Pour écarter ce moyen, la chambre criminelle s’appuie méthodiquement sur la motivation dégagée par les juges du fond et notamment sur l’utilisation d’une société basée aux Îles Caïmans pour immatriculer le yacht. Elle constate que le refus de restitution reposait sur des indices tendant à démontrer que le propriétaire du yacht était impliqué dans un vaste schéma de blanchiment en bande organisée. Or, en matière de blanchiment, les biens ou les revenus sont présumés être le produit direct ou indirect d’un crime ou d’un délit dès lors que les conditions matérielles, juridiques ou financières de l’opération de placement, de dissimulation ou de conversion ne peuvent avoir d’autre justification que de dissimuler l’origine ou le bénéficiaire effectif de ces biens ou revenus (Crim. 16 oct. 2024, n° 23-85.360, Dalloz actualité, 18 nov. 2024, obs. G. de Foucher et C. Méléard ; AJ pénal 2024. 578 et les obs.

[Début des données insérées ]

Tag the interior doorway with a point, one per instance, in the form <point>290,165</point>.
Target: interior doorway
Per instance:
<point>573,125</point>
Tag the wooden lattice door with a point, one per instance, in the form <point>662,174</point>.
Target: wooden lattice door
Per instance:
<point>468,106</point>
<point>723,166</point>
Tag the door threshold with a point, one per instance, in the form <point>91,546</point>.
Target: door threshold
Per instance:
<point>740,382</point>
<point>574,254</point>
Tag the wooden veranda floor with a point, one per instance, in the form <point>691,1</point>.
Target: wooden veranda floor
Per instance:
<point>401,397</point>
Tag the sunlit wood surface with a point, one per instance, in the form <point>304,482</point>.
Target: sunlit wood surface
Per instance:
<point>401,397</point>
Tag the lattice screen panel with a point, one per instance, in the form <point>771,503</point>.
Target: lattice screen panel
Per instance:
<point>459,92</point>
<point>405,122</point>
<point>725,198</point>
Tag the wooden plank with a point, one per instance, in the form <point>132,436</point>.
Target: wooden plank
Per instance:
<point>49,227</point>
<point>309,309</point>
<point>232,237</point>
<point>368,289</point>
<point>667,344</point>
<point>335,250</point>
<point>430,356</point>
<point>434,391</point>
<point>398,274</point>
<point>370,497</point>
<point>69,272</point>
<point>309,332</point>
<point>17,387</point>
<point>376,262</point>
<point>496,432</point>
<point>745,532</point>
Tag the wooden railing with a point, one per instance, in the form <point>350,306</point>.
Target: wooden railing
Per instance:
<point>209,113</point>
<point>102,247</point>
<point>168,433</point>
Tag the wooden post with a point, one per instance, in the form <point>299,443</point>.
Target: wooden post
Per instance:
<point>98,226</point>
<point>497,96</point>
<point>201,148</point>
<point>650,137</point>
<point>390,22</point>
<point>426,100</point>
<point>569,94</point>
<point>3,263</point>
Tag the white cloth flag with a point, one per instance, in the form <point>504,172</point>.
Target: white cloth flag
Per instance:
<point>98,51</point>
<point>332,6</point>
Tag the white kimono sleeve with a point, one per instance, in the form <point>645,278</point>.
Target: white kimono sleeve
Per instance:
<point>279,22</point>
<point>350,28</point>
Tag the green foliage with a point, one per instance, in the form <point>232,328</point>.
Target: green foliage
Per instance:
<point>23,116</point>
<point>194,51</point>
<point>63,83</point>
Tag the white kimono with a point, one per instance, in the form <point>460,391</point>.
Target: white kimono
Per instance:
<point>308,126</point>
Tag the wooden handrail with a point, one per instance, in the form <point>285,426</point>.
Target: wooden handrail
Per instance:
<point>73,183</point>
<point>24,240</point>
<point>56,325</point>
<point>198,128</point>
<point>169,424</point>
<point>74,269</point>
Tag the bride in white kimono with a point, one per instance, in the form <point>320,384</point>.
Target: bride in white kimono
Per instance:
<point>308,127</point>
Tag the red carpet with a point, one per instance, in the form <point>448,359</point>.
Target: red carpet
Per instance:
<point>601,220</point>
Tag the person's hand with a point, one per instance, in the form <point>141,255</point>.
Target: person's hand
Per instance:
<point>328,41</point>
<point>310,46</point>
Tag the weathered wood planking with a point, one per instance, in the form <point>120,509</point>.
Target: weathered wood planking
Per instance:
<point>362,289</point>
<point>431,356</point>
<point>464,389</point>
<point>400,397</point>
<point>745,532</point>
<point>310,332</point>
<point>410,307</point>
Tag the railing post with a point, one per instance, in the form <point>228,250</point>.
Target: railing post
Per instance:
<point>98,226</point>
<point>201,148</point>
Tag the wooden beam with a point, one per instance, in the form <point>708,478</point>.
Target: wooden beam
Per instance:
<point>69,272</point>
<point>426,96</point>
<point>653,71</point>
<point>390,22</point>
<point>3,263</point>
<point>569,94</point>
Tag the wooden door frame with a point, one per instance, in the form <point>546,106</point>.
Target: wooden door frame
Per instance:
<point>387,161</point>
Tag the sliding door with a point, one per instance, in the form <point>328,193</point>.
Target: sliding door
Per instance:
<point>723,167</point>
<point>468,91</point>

; Dr. soc. 2025. 72, étude R. Salomon
). Les Hauts magistrats ajoutent que l’infraction de blanchiment en bande organisée est punie de la confiscation de la chose qui en est le produit et/ou de tout ou partie des biens du condamné ou, sous réserve des droits du propriétaire de bonne foi, dont il a la libre disposition, quelle qu’en soit la nature, meubles ou immeubles, divis ou indivis (Crim. 25 nov. 2015, n° 14-84.985, Dalloz actualité, 17 déc. 2015, obs. S. Fucini ; D. 2015. 2503
). Le yacht pouvait donc valablement être confisqué.
L’argument relatif au caractère disproportionné de l’atteinte portée au droit de propriété est balayé par la Cour de cassation. Elle considère en effet que ce grief est inopérant, dans la mesure où ce bien était confiscable au titre d’objet de l’infraction. Or, le maintien de la saisie de l’objet ou du produit de l’infraction n’est pas subordonné à la mise en œuvre d’un contrôle de proportionnalité de l’atteinte portée, par ledit maintien, au droit de propriété (Crim. 3 mai 2018, n° 17-82.098, Dalloz actualité, 4 juin 2018, obs. L. Priou-Alibert ; Gaz. Pal. 2018. 2133, obs. S. Detraz ; 15 mai 2019, n° 18-84.494 P, Dalloz actualité, 13 juin 2019, obs. L. Jay ; D. 2019. 1105
; Gaz. Pal. 2019. 2619, obs. S. Detraz).
En conséquence, la Cour de cassation rejette le pourvoi.